Scenes from "The Office" Halloween episode of 2016

  1. Dwight rides in on a horse as shirtless Vladimir Putin. "I fear one man in this world, and in channeling that man, I eliminate that fear."
  2. Kelly dresses as sexy Ruth Bader Ginsburg. "She's the Beyoncé of the Supreme Court. I thought about going as Beyoncé Beyoncé, but I would NEVER forgive Jay Z, so it would look like I was trying too hard."
  3. Creed sees Kelly's costume. Wistfully: "I knew Ruth Bader. Oh, yes. Ruthie girl. You never forget the one that got away."
  4. Kevin is Ken Bone. He repeatedly welcomes others to the Bone Zone, cannot keep a straight face.
  5. Angela, a pilgrim, covets the neck doily on Kelly's costume. Kelly refuses to say where she got it unless granted veto power on the Party Planning Committee.
  6. Jim and Pam dress as the rabbit and fox from Zootopia. Dwight, in disgust: "Please, Jim. You don't know the first thing about foxes!" Jim has memorized dozens of fox facts.
  7. Michael is Anthony Weiner. Gleefully: "I have waited YEARS for Anthony Weiner to be topical in October. When I saw the boner photo with his little kid lying next to him, I was so happy."
  8. Andy dresses as Dobby the House Elf. Speaking in a Dobby voice, he asks Michael for a sock. Michael, refusing to break character as Weiner, rebuffs each request. Andy corners him in the break room. Whispering: "Michael, I know it's you. I know it's your sock. I want it."

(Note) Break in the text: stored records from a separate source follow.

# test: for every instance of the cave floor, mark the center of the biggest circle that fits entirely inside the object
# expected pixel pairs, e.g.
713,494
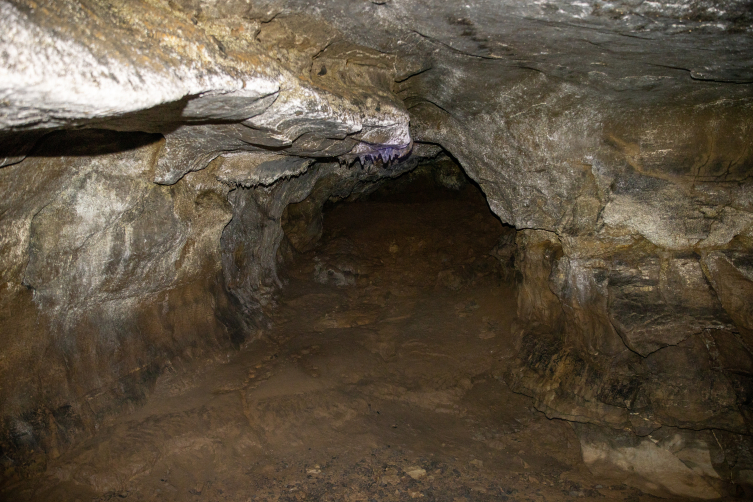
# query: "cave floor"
386,387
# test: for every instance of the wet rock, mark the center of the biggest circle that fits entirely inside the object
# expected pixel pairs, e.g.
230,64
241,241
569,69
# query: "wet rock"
667,463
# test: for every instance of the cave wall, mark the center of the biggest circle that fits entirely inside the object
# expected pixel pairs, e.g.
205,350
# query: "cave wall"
616,137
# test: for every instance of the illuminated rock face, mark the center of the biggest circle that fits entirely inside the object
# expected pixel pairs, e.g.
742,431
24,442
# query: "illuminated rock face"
150,149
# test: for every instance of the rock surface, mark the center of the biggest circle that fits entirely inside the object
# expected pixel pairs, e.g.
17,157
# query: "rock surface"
151,148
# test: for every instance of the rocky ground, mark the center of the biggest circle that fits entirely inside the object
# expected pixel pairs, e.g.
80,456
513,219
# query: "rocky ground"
380,379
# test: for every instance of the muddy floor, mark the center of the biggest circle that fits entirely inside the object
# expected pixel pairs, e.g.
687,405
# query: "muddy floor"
380,380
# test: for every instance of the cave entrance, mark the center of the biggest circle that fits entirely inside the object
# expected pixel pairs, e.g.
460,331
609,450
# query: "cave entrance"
429,229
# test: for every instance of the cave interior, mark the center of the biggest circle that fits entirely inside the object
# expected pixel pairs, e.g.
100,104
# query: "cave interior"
286,250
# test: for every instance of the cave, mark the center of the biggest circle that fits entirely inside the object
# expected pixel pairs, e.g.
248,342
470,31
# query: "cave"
376,250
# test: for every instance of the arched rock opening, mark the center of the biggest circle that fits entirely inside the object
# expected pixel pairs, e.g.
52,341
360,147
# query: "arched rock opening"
148,153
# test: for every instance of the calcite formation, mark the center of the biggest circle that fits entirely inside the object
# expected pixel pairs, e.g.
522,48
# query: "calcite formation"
149,150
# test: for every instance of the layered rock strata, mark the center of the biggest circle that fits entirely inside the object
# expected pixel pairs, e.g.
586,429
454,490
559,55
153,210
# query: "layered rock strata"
616,137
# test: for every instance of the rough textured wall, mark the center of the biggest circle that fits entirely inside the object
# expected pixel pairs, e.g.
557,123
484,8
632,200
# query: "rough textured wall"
616,136
113,262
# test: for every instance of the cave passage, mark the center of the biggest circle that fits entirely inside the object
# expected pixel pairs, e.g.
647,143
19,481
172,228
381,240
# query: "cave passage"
382,376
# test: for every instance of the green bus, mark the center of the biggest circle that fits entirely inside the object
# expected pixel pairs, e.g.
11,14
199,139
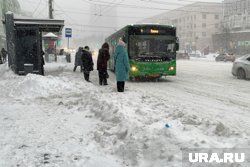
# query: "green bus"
151,49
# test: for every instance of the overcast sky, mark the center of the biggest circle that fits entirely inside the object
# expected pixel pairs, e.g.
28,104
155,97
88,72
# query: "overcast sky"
105,16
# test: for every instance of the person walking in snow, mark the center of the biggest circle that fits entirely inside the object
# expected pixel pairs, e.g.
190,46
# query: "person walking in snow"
42,62
87,62
1,62
78,59
121,65
4,55
102,60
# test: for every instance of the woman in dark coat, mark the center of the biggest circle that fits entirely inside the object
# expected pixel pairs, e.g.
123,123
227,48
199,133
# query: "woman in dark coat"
87,62
78,59
103,57
122,66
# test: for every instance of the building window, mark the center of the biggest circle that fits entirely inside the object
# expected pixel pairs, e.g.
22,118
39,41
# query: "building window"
204,16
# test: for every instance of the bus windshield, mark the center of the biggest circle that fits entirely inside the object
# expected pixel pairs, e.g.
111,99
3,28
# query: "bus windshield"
151,46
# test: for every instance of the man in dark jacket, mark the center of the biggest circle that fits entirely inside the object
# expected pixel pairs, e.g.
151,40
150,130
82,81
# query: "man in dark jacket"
87,62
4,55
102,60
78,59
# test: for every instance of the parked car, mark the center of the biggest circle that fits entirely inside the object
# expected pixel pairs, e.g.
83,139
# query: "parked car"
225,57
196,53
182,55
241,67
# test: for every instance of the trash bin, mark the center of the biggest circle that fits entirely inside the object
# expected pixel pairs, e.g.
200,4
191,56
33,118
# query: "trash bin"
28,68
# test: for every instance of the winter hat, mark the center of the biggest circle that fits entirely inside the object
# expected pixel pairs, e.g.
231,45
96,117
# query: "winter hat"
86,47
121,43
105,45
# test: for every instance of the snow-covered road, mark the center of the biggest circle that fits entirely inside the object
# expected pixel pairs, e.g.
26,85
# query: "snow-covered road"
60,120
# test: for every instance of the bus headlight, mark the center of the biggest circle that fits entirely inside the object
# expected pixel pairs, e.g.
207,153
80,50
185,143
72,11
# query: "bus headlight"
171,68
134,69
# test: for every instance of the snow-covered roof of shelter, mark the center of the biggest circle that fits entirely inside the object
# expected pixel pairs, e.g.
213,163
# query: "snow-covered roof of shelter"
50,35
46,25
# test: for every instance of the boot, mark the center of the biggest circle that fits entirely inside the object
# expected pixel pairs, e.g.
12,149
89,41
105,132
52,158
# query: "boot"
105,81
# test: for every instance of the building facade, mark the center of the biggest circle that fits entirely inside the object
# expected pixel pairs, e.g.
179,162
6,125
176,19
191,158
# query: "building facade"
6,5
235,34
195,23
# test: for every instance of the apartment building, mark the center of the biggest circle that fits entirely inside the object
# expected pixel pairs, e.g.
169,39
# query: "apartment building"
195,23
235,34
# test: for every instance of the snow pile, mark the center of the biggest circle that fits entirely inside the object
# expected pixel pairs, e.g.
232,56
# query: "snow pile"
33,86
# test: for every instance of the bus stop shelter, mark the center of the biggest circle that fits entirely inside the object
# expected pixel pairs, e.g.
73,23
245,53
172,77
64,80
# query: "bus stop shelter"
24,42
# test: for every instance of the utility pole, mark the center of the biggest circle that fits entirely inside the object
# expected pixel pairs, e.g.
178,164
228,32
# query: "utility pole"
51,9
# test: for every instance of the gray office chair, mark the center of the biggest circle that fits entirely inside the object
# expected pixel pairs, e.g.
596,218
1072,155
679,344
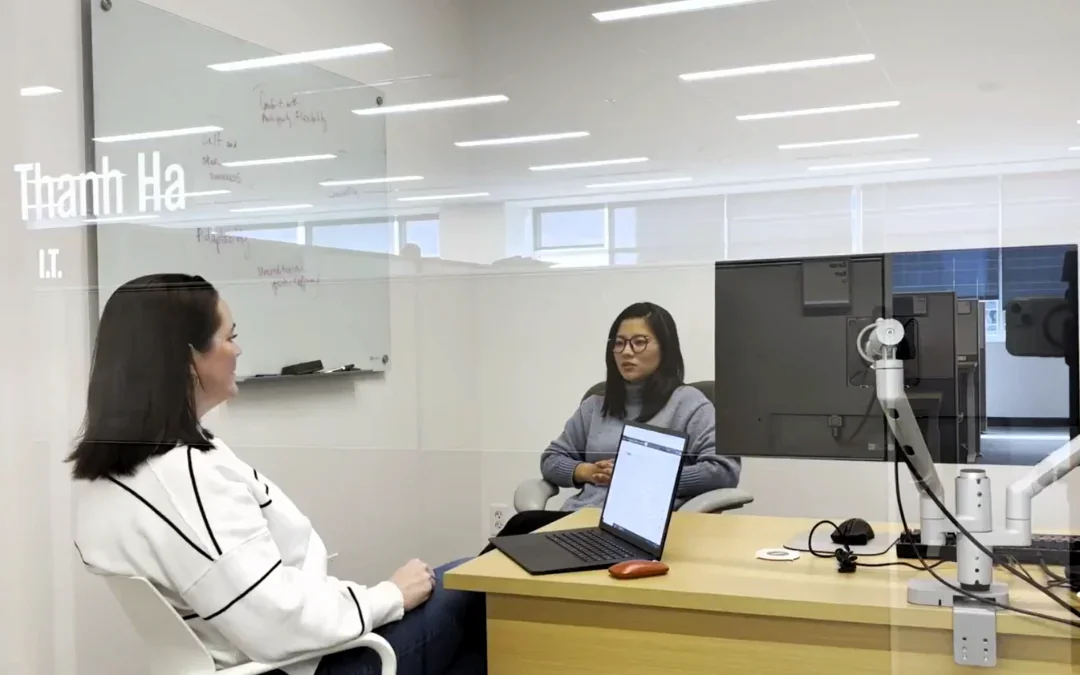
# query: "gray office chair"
534,495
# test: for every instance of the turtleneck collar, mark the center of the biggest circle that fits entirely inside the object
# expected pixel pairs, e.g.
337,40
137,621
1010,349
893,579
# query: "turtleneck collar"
634,391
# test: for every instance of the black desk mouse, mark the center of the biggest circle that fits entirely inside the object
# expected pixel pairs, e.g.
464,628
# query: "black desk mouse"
853,532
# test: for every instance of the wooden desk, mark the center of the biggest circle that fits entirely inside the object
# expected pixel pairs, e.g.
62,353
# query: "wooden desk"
723,611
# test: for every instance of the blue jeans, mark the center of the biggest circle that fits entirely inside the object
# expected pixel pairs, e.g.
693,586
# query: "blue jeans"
447,635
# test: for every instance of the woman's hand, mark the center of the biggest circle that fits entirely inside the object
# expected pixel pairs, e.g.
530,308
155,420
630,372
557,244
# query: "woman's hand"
416,581
598,473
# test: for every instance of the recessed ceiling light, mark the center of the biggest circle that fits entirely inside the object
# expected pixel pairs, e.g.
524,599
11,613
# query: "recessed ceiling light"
120,219
661,9
633,184
846,142
631,160
169,133
828,110
38,91
264,208
434,105
513,140
280,160
795,65
334,184
207,193
921,160
432,198
301,57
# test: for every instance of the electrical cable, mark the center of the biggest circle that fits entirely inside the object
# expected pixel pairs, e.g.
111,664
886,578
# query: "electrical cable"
996,558
955,589
849,559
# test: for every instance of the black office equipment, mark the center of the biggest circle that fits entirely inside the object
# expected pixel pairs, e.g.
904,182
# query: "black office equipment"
635,517
302,368
853,532
1055,550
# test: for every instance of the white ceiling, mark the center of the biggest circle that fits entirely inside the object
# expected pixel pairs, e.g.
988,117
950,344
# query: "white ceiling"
988,84
982,81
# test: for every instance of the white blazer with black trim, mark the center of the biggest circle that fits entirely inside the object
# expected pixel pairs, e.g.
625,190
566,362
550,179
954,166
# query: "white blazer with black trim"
232,554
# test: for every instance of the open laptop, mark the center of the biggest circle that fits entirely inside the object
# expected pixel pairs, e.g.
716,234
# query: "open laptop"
635,517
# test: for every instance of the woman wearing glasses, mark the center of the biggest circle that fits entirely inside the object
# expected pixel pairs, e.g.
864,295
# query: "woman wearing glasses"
644,383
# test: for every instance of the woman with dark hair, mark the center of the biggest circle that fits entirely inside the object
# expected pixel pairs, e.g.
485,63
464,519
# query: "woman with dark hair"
645,383
159,497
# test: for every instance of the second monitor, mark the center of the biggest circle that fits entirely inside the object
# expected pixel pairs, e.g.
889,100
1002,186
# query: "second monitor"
790,379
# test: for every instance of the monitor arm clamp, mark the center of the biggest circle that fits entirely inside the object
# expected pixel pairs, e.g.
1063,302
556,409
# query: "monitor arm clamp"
974,623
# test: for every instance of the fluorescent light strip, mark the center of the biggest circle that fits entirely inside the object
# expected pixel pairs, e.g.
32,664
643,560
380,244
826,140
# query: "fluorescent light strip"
630,184
513,140
280,160
301,57
632,160
120,219
333,184
434,105
785,67
847,142
662,9
433,198
169,133
266,208
921,160
207,193
38,91
828,110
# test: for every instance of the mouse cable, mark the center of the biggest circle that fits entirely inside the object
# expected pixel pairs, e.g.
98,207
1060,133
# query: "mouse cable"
958,590
848,559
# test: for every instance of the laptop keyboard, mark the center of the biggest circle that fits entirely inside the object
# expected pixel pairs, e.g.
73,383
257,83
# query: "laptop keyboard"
591,547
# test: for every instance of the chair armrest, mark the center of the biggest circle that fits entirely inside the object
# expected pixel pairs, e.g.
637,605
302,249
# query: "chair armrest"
715,501
372,640
534,495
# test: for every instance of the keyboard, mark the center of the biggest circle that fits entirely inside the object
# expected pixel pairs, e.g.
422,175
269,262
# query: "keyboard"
1051,549
591,545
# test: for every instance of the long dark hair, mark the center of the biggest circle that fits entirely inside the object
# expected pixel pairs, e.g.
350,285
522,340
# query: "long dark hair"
664,380
140,402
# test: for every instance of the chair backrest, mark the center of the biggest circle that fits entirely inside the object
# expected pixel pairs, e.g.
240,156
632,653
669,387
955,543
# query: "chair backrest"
705,387
172,647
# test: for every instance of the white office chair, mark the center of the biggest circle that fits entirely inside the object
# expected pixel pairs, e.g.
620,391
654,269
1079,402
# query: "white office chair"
174,649
535,494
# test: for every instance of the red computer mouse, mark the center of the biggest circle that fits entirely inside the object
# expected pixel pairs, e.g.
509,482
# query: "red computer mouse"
637,569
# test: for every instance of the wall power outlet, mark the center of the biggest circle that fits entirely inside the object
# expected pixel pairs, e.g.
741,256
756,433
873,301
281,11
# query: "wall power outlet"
498,517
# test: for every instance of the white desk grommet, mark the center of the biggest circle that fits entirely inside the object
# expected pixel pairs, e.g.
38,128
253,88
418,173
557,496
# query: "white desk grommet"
778,554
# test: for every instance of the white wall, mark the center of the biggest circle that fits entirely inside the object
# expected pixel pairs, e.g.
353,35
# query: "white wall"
1025,388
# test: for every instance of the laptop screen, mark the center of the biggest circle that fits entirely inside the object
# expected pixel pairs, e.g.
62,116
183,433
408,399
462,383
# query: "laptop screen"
643,486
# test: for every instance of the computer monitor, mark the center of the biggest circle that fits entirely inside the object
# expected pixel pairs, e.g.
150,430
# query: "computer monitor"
790,381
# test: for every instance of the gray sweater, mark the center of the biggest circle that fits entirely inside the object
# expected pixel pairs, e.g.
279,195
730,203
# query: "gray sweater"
589,436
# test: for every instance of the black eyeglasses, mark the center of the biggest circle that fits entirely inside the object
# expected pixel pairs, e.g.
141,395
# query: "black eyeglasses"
637,345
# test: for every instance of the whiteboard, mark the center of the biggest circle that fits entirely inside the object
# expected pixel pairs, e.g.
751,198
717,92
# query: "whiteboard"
293,302
151,73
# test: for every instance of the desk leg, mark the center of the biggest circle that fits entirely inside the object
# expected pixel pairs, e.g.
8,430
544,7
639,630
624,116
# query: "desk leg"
542,636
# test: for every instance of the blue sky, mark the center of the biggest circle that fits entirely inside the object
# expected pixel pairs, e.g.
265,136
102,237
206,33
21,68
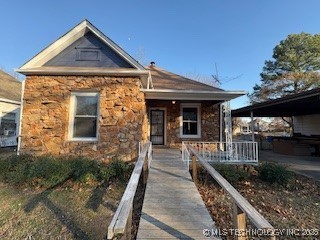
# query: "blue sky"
183,36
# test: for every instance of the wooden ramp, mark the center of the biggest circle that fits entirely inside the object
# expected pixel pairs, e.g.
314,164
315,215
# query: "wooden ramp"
172,207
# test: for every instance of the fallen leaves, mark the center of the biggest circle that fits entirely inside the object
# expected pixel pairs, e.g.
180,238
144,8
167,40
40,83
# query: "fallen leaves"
293,206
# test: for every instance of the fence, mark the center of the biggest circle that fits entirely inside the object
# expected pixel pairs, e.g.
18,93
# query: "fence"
241,207
222,152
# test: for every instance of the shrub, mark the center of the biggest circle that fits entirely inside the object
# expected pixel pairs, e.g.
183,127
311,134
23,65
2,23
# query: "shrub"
48,171
274,173
116,169
231,172
84,170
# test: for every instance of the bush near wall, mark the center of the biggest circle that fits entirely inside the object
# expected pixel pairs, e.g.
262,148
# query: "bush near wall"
274,173
49,171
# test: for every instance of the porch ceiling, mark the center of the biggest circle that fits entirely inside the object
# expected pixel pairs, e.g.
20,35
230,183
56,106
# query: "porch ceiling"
170,94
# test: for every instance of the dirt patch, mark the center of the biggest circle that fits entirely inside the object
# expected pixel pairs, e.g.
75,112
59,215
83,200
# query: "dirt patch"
295,206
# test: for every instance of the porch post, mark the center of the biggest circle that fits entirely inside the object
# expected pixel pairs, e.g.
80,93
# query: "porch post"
221,122
252,126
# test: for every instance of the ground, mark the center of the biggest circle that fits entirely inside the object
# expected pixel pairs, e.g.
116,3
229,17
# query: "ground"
65,212
296,206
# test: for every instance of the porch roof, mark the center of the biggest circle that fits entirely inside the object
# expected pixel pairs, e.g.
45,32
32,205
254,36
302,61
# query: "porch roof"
197,95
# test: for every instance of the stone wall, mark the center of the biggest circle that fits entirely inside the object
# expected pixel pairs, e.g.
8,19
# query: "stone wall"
122,121
209,121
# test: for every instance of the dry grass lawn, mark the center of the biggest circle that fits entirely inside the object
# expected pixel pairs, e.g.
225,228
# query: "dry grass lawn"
65,212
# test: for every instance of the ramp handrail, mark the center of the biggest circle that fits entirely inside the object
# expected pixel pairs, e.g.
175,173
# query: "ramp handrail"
122,219
241,207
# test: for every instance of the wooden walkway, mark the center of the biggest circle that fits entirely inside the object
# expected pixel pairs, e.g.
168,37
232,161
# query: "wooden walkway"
172,207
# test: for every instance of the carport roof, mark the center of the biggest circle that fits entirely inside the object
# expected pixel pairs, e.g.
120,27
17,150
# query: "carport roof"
305,103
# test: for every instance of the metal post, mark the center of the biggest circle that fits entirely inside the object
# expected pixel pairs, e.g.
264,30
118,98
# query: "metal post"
252,126
239,218
194,169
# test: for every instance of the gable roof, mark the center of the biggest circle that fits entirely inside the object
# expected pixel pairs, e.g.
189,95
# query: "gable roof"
10,87
36,64
162,79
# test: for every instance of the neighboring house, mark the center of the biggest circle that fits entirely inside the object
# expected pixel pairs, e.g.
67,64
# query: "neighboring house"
10,97
85,95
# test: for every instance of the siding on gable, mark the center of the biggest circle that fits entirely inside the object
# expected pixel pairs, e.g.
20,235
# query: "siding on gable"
88,51
307,125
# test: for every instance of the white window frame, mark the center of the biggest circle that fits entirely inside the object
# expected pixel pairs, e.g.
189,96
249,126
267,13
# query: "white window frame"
72,116
190,105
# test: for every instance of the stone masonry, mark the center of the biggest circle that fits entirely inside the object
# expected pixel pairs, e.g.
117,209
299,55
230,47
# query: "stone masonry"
122,117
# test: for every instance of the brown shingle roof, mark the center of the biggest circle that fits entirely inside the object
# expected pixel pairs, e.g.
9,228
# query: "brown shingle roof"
162,79
10,88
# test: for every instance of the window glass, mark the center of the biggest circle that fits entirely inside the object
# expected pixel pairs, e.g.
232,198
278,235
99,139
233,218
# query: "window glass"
86,105
85,115
85,127
190,121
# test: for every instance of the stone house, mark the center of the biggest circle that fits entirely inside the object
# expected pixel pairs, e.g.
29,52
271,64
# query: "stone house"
83,94
10,100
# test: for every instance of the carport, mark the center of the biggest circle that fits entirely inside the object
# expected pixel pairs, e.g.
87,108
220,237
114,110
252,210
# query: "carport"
295,105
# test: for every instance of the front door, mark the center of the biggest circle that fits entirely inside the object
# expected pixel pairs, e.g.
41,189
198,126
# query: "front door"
157,127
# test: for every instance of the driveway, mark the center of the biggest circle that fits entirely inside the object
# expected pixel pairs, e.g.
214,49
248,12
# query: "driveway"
304,165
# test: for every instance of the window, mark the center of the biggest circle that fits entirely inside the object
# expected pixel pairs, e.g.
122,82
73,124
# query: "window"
8,124
190,121
84,116
88,54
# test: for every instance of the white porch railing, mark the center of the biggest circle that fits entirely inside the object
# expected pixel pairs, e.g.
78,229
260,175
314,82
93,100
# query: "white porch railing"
222,152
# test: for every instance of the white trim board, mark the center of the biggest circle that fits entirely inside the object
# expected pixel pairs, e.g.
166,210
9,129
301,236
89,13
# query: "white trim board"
199,118
70,37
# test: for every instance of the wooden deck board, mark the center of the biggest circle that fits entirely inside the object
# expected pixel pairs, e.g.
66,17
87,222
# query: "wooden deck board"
172,207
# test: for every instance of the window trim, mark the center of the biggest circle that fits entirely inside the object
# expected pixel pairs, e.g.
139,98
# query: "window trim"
72,116
191,105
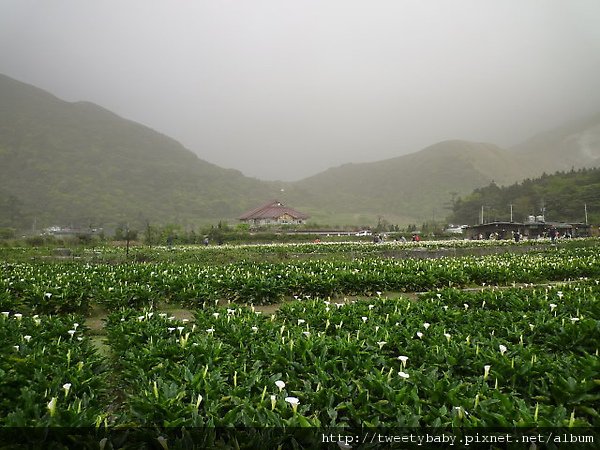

  9. Despite his costume, Michael misses every chance for "that's what she said". The entire office notices and various people set up the joke on purpose. Jim: "I've never liked pumpkin carving. I hate getting goo all over my hands." Michael: "Yes, same! My hands, the floor, walls – it gets everywhere. Makes me gag."
  10. Kelly bursts into tears when she sees Oscar dressed as RBG too. Oscar: "I'm a gay Mexican immigrant! Of course I'm going to be her! She's my hero!" Kelly: "Why couldn't you be a funny Mexican immigrant and be a taco bowl!" Oscar, to camera: "Dammit, that would've been better."
  11. Ryan is Ryan Lochte. "Names aside, you have to admit the similarities are striking. I know what it's like to be a wunderkind, to be misunderstood."
  12. Meredith dresses as Donald Trump. "You bet I'm voting for him. The guy tells it like it is. Everyone makes a big deal about the groping, but c'mon ladies! Live a little!"
  13. Stanley's wife spends hours making him a crossword puzzle costume. Stanley is excited to solve himself. Kevin spills coffee on Stanley, rendering several key clues unreadable.
  14. Darryl walks in as Prince. Andy starts singing "Purple Rain" a capella. Darryl, expecting this, retrieves a backup costume from his car.
  15. Phyllis, in a pantsuit, is Hillary Clinton. "Growing up, I never thought I could be a saleswoman, but look at me now. I hope little girls look to Hillary and believe they can be anything." Michael: "Women's pantsuits are disgusting. And that's not a sexist thing to say, because I've worn one. It's not sexism if you can tell women what it's like."
  16. Toby dresses as Harambe. Michael: "Don't tease us, Toby. We all wish you were actually dead."